Blood pressure is a constant indicator. Of course, the figure can vary within a certain range. The range of blood pressure indicators is the norm, that is, those indicators at which the organs do not suffer and the person feels well.

The blood pressure indicator means a certain volume of blood distilled over a certain period of time by the heart muscle, as well as the resistance of the walls

and vessel.

The highest pressure levels are in the arteries, the lowest in the venous vessels.

The upper value of blood pressure is the tension in the vessel during myocardial contraction (systole). The lower value is the pressure during the period of relaxation of the cardiac fibers, this indicator is minimal.

The most “popular” and at the same time the healthiest blood pressure is one hundred and ten over seventy. Although the conjunction “on” is used in this case completely incorrectly, it is correct to say “and”, since these two types of pressure do not intersect with each other.

Systole and diastole

The ventricles pump blood into the pulmonary trunk and aorta synchronously and in small volumes. Myocardial contraction in this constantly repeating two-phase cardiac cycle is called systole, relaxation is called diastole. Each of these periods, in turn, is divided into two phases:

systole: - contraction phase; - expulsion phase. diastole: - relaxation phase; — filling phase.

During the first phase of systole, the ventricular myocardium begins to contract (contraction phase). Since the atrioventricular valves are closed and the semilunar valves have not yet opened, the pressure in the ventricles increases rapidly, which is not accompanied by a change in the volume of blood contained in them (isovolumetric or isovolumic contraction). However, as soon as the pressure in the ventricles reaches the pressure in the aorta (about 120 mmHg) or in the pulmonary artery (about 20 mmHg), the semilunar valves open and the ejection phase begins. During this phase, maximum contraction of the ventricles occurs, and about 70 ml of blood (stroke volume) exits into the artery (at rest). Ventricular pressure drops below arterial pressure again and the semilunar valves close.

Systole is followed by diastole, during which the myocardium relaxes and initially the atrioventricular valves remain closed. In this case, the intraventricular blood volume does not change (final diastolic volume, about 70 ml). Then the pressure in the ventricles becomes lower than in the atria, the atrioventricular valves open, and blood begins to flow from the atria into the ventricles (ventricular filling). The signal for this is, first of all, the beginning of contraction of the atria, and especially the descent of the base of the heart. Due to this, in the expulsion phase, the base approaches the apex, expanding the atrium and sucking blood from the veins. As the ventricular myocardium relaxes, the base of the heart moves upward again, and blood enters the ventricles through the opened atrioventricular valves.

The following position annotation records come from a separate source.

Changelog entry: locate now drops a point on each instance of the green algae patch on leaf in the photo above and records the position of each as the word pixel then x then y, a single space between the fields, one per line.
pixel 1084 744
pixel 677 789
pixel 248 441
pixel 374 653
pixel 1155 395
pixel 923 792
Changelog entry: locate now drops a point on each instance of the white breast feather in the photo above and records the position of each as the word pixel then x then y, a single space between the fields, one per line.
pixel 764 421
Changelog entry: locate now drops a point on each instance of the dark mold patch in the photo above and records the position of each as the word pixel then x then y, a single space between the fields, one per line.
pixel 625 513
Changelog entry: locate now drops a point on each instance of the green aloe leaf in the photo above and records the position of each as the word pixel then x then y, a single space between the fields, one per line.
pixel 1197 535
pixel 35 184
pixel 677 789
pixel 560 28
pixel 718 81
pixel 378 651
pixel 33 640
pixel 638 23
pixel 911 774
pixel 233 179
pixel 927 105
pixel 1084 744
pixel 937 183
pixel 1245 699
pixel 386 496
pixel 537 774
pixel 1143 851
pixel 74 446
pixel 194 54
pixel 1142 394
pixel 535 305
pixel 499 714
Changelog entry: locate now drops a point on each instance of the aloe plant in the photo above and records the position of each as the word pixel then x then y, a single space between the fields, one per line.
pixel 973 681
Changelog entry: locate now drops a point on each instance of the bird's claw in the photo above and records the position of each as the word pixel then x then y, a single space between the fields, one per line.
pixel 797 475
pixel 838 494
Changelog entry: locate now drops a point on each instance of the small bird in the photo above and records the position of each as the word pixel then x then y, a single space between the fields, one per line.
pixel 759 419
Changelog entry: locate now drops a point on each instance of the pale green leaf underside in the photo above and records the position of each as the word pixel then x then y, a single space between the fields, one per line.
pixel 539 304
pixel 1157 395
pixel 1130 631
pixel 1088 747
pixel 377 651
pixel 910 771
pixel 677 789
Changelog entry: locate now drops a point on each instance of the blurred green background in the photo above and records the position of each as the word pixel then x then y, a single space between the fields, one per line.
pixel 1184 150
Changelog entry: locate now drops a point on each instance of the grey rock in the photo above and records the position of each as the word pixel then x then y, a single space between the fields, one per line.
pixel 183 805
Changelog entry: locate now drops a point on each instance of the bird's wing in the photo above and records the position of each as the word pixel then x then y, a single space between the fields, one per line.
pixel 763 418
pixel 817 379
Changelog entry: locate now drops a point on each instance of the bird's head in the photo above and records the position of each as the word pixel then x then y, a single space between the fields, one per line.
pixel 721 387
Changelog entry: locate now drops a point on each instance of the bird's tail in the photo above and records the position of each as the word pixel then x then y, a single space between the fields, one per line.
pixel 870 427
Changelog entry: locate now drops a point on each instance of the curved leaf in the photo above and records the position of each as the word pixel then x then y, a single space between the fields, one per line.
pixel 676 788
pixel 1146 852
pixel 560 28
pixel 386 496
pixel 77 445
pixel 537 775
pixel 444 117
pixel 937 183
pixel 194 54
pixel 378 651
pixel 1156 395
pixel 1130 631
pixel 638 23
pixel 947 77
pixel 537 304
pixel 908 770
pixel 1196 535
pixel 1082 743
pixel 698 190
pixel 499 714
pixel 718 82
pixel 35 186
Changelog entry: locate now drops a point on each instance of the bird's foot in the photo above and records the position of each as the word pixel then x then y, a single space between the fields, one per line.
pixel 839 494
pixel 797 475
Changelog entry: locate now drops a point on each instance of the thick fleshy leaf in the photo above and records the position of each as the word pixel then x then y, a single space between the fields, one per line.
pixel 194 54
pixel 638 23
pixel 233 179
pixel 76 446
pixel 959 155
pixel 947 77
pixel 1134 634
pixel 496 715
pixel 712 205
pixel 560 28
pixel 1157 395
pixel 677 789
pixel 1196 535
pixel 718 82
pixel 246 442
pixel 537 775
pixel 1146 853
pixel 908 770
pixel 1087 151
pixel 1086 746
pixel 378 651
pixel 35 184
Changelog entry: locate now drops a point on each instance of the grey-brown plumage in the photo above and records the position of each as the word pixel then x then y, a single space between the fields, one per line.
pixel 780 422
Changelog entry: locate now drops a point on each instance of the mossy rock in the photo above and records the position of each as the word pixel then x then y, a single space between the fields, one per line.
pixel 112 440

Reasons for violation of indicators

Violation of myocardial contractility and weakening of systole cause ischemic and dystrophic processes - angina pectoris, cardiosclerosis, amyloidosis, myocardial dystrophy, myocarditis. Due to narrowing of the valve openings or difficulty in ejecting blood from the ventricles, the amount of residual blood in their cavities increases, and a reduced volume enters the vascular network.

Such changes are characteristic of congenital and acquired heart defects, hypertrophic cardiomyopathy, and narrowing of the great vessels.

Violation of the formation of an impulse or its movement through the conduction system changes the sequence of myocardial excitation, the synchrony of systole and diastole of parts of the heart, and reduces cardiac output. Arrhythmias change the duration of the phases of the cardiac cycle, the efficiency of ventricular contractions and the possibility of their complete relaxation.

Diseases that are accompanied by diastolic and then systolic dysfunction also include:

  • pericarditis;
  • bacterial endocarditis;
  • arterial and pulmonary hypertension;
  • hypotension;
  • systemic autoimmune pathologies;
  • disorders of endocrine regulation - diseases of the thyroid gland, pituitary gland, adrenal glands;
  • vegetative-vascular dystonia is an imbalance between parts of the autonomic nervous system.